# How to use ALUM spice?



## MaddieGirl (Oct 26, 2008)

Hi group,

My puppy trainer said to use ALUM spice to keep my dog from eating my baby trees and plants in the back yard. My question is; who has used this method? How do you apply the powered spice? Has it worked, if not what method has worked for you?

Thanks

Maddies Mom


----------



## RawFedDogs (Jun 22, 2008)

I have never used alum on plants but I've used it on door jams, doors, wall molding, table and chair legs, etc. Get a small amount of it, say a tablespoon. Mix a couple of drops of water with it to make a paste. Spread the paste on the area your dog has been chewing. The dog will chew it one time and never again. I usually leave it on a few weeks just to make sure then wash it off.

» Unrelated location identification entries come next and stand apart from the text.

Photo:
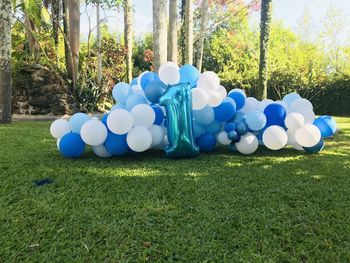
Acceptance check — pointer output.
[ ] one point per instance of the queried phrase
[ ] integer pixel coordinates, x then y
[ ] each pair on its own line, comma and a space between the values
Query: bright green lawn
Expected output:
282, 206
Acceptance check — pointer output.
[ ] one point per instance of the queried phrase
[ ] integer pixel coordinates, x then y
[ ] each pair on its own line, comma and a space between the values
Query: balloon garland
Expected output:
185, 113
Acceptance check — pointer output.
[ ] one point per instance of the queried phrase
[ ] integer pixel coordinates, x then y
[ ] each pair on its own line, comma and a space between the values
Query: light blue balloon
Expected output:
204, 116
255, 120
134, 100
77, 120
120, 92
289, 98
213, 128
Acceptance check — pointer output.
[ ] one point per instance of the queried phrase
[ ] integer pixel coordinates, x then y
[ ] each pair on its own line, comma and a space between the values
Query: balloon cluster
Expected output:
136, 123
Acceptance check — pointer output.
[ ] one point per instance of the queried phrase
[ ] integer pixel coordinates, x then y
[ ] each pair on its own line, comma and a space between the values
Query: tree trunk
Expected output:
98, 40
266, 6
204, 20
172, 31
5, 61
189, 32
159, 32
128, 38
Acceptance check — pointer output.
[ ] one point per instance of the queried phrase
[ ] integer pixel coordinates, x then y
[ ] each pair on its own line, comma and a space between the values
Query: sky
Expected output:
287, 11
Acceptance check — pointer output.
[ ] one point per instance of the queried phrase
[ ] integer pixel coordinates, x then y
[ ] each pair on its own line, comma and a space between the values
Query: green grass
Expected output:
283, 206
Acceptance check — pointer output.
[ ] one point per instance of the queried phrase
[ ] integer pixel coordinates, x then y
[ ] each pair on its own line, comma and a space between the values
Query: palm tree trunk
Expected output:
128, 38
204, 18
172, 31
98, 40
5, 61
159, 32
189, 32
266, 6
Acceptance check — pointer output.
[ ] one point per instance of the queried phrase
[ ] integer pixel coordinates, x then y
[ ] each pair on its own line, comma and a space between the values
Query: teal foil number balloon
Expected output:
177, 100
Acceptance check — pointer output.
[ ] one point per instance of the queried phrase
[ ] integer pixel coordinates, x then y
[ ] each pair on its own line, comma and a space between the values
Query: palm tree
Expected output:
266, 6
172, 31
159, 32
189, 32
128, 37
204, 18
5, 61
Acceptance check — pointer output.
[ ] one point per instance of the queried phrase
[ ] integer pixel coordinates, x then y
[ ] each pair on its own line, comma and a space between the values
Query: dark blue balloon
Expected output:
154, 89
147, 77
71, 145
315, 149
239, 99
327, 125
241, 128
225, 111
116, 144
275, 114
206, 142
189, 74
230, 126
159, 114
233, 136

It makes an ugly dry crumbly crust when dry but you don't leave it on but a few weeks, so you don't have to look at it forever.


----------



## flipgirl (Oct 5, 2007)

You can also try clove oil.


----------



## MaddieGirl (Oct 26, 2008)

RawFedDogs said:


> I have never used alum on plants but I've used it on door jams, doors, wall molding, table and chair legs, etc. Get a small amount of it, say a tablespoon. Mix a couple of drops of water with it to make a paste. Spread the paste on the area your dog has been chewing. The dog will chew it one time and never again. I usually leave it on a few weeks just to make sure then wash it off.
> 
> It makes an ugly dry crumbly crust when dry but you don't leave it on but a few weeks, so you don't have to look at it forever.

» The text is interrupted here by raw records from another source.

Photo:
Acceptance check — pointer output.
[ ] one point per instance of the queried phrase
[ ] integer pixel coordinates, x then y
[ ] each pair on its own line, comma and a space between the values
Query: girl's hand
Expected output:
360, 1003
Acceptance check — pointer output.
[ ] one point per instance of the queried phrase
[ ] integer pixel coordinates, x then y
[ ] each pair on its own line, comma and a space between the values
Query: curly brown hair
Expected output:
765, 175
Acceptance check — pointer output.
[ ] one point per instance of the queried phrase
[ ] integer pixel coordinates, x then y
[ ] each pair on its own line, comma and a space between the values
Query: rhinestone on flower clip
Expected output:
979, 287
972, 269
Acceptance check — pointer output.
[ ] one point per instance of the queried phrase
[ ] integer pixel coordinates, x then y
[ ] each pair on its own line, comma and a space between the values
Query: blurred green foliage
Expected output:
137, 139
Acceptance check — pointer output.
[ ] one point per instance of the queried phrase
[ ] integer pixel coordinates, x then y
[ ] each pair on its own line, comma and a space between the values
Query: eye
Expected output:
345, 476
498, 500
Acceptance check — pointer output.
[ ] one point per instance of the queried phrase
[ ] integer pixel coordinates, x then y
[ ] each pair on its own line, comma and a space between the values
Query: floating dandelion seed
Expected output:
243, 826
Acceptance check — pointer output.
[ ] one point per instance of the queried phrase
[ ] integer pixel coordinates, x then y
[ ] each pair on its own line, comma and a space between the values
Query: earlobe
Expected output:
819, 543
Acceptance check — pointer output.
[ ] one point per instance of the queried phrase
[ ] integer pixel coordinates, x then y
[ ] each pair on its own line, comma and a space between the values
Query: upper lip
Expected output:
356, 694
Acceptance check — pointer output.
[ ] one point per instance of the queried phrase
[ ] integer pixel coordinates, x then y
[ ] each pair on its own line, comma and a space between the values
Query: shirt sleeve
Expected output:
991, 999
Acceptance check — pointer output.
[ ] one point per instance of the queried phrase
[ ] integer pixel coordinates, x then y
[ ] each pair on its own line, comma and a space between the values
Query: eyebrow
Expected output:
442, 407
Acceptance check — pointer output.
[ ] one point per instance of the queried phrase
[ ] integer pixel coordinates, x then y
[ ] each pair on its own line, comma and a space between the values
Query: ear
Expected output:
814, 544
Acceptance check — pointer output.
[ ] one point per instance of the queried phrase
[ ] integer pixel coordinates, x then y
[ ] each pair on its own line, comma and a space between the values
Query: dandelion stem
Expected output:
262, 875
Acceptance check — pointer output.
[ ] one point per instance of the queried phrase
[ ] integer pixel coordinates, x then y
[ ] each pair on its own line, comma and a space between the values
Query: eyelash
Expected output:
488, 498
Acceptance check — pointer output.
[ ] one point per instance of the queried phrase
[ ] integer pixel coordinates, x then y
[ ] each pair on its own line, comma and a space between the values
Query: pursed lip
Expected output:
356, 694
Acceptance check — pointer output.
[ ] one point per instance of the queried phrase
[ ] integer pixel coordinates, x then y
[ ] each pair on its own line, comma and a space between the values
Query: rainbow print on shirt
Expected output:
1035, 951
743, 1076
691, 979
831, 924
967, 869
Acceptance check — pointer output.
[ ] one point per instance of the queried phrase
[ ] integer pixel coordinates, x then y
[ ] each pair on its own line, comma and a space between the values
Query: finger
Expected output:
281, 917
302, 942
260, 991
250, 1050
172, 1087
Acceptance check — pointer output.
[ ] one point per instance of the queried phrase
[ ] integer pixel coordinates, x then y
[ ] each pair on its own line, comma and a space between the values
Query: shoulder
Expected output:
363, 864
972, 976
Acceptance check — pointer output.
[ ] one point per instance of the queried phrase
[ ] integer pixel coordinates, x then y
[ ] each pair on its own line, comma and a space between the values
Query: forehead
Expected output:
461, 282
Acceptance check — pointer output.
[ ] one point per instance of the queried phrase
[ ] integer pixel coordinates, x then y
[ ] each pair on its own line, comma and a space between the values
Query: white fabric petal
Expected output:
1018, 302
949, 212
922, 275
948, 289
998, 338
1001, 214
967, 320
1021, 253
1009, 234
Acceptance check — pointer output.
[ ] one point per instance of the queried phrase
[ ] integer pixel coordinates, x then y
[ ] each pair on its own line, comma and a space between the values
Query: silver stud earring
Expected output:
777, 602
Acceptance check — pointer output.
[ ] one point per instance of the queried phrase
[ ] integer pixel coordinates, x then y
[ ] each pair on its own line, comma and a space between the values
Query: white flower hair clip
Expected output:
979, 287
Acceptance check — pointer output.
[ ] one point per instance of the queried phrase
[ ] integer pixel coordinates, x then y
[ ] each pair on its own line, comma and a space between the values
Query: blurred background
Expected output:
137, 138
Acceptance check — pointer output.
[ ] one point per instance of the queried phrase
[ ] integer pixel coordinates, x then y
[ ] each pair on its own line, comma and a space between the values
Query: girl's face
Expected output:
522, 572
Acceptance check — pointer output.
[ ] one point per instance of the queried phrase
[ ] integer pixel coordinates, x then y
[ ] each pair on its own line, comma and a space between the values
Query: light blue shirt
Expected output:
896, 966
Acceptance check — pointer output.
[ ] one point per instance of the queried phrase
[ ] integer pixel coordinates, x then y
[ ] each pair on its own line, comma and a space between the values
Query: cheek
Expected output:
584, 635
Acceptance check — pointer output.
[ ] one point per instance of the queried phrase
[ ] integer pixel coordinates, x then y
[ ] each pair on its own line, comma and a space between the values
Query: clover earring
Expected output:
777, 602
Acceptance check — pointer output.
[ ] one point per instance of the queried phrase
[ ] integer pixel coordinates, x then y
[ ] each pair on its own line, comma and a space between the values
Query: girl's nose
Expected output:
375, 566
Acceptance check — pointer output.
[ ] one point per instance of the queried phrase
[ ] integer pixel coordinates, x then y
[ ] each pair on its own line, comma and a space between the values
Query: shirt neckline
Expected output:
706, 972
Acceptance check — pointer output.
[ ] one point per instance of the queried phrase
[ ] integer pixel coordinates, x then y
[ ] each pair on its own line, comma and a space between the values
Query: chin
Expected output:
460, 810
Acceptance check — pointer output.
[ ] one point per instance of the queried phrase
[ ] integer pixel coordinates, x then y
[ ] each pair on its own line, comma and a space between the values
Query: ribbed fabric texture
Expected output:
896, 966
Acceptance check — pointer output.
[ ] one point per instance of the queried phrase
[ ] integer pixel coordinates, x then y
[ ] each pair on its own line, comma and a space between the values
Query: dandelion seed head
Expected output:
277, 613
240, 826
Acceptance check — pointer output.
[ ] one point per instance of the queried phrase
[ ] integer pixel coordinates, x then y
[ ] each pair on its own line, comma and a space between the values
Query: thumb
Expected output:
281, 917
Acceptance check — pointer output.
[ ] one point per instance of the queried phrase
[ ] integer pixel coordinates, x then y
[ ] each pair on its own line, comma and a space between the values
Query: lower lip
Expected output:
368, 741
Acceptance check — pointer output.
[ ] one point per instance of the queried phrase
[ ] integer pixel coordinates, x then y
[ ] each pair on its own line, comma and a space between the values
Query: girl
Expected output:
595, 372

Thank you so much RawFedDogs...your suggestions worked! Have you found any damage on the wood if you leave it on too long? Looks funny with the white stuff on the furniture, but it looks much better than all the chew marks! I appreciate your reply.
Maddies Mom


----------



## RawFedDogs (Jun 22, 2008)

MaddieGirl said:


> Thank you so much RawFedDogs...your suggestions worked!


Of course it did. I told you it would. 



> Have you found any damage on the wood if you leave it on too long?


No



> Looks funny with the white stuff on the furniture, but it looks much better than all the chew marks!


Yeah, it looks pretty crappy but it's only temporary whereas tooth marks are pretty perminent.


----------



## MaddieGirl (Oct 26, 2008)

Thanks!!


----------



## J Sanseverino (Mar 19, 2021)

Anyone tried it on a surgical wound? 4cm long, closed with sutures - she is working around her cone, a neck brace, me with her while i work - agh


----------



## DaySleepers (Apr 9, 2011)

This thread is over twelve years old and the members posting here are no longer active, so I'm closing the thread to further replies. I'd strongly advise against putting anything on a wound that isn't specifically made and marketed for use on dogs' surgical incisions without consulting your vet, but if you have further questions you can start your own, new thread.


----------